Sunday, 17 May 2009

The Variation of Tomato Plants Under Different Windowsill Pots

In 1868, Charles Darwin published a book entitled ‘The Variation of Animals and Plants Under Domestication’. 141 years later and I’m publishing a blog entry entitled ‘The Variation of Tomato Plants Under Different Windowsill Pots’. I may not be an internationally-renowned naturalist (and I may not have an impressive Darwinian beard), but I have been monitoring the progress of my tomato plants with an impassioned eye that Mr Darwin would surely be proud of.

If you root around in my early blog entries from April, you’ll see that I planted my tomato plants from seed, in a few different seed trays. Since then, I’ve re-potted the majority of these plants into pots, typically one to a pot.

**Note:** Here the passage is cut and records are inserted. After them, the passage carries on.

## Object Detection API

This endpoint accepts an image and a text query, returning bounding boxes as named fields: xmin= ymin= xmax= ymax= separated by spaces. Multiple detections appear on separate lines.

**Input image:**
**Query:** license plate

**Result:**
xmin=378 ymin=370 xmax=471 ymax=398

However, I’ve also left one seed tray intact to this day and also planted some instances of 2-3 tomato plants to a pot. I lined the plants up for the photo at the top of this gardening blog entry (they look suspiciously like a tomato identity parade!) and found some interesting results.

Expectedly, the tomato plants that have fared the best are the plants that have been planted one to a pot – illustrated here by the plant on the far right. The leaves are clear, defined and several branches are forming. The tomato plants that have spent their entire six-week life in the seed tray have also fared extremely well – interesting, considering they only have approximately an inch of soil to grow in and their roots must be all fighting for the same small space.

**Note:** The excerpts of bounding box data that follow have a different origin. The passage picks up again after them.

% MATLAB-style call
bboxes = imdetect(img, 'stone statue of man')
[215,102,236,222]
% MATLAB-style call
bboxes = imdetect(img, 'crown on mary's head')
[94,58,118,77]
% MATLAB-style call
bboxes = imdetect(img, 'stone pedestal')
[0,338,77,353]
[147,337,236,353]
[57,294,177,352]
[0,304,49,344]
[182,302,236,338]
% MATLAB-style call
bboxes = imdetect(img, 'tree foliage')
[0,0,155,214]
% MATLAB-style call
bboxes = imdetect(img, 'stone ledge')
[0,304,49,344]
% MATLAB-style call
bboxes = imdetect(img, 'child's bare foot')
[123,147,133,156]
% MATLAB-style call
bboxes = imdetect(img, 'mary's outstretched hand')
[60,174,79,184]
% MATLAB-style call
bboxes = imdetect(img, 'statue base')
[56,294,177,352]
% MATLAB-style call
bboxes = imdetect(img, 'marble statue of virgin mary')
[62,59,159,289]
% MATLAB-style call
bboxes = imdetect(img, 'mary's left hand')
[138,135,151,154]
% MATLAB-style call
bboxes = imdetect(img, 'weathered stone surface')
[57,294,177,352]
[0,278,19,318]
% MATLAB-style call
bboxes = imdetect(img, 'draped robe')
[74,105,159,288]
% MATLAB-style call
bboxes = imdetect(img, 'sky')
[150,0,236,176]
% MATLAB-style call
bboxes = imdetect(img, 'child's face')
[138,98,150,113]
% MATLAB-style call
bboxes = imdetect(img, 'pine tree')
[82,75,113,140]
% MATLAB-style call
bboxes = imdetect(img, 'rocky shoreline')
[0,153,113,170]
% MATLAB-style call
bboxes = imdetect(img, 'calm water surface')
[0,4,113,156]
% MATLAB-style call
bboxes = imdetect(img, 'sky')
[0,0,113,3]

The tomato plants that are faring the worst however (although still growing) are the 2-3 to a pot examples. They have remained very small – roughly half the size of their fruity friends – and don’t seem to be growing very fast at all. It’s interesting, considering that these plants have more compost and room per plant than the ones in the seed trays, yet the latter have continued to fare significantly better.

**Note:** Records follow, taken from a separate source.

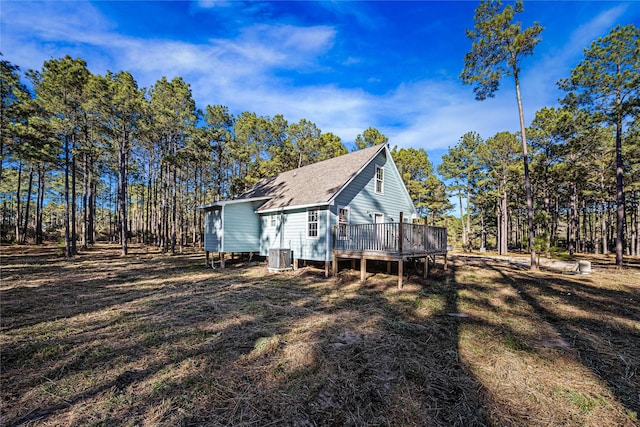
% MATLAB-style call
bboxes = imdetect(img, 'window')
[338,208,349,240]
[376,166,384,194]
[307,209,320,239]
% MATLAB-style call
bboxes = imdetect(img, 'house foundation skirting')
[332,250,447,289]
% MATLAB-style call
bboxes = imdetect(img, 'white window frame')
[337,206,351,240]
[307,208,320,239]
[373,166,384,194]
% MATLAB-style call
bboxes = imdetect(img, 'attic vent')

I’m not sure what all this means from a botanical or a horticultural point of view (shame Charles Darwin isn’t at hand to ask), but what I will say for all amateur gardeners looking to grow tomato plants or vegetables in London or big cities, is that the best results (so far) come from planting a tomato plant in its own individual pot. Now to transport them into grow bags…


  1. I also have only a small balcony and am hoping to grow some veggies there, so thanks for the advice! (:

  2. Hi Shelly - I just hope the advice is useful! I'm no gardening guru, but hopefully I can point out pitfalls to avoid for budding balcony gardeners!

  3. Callum: interesting experiment. But experimental groups are very small...

  4. Hi Julius,

    I'm well aware that as far as experiments go, this is indeed, far too small a group; rather than trying to offer any real insight, I thought I'd simply comment on the occurances I'm seeing with my tomatoes. The Darwinian references are purely tongue-in-cheek!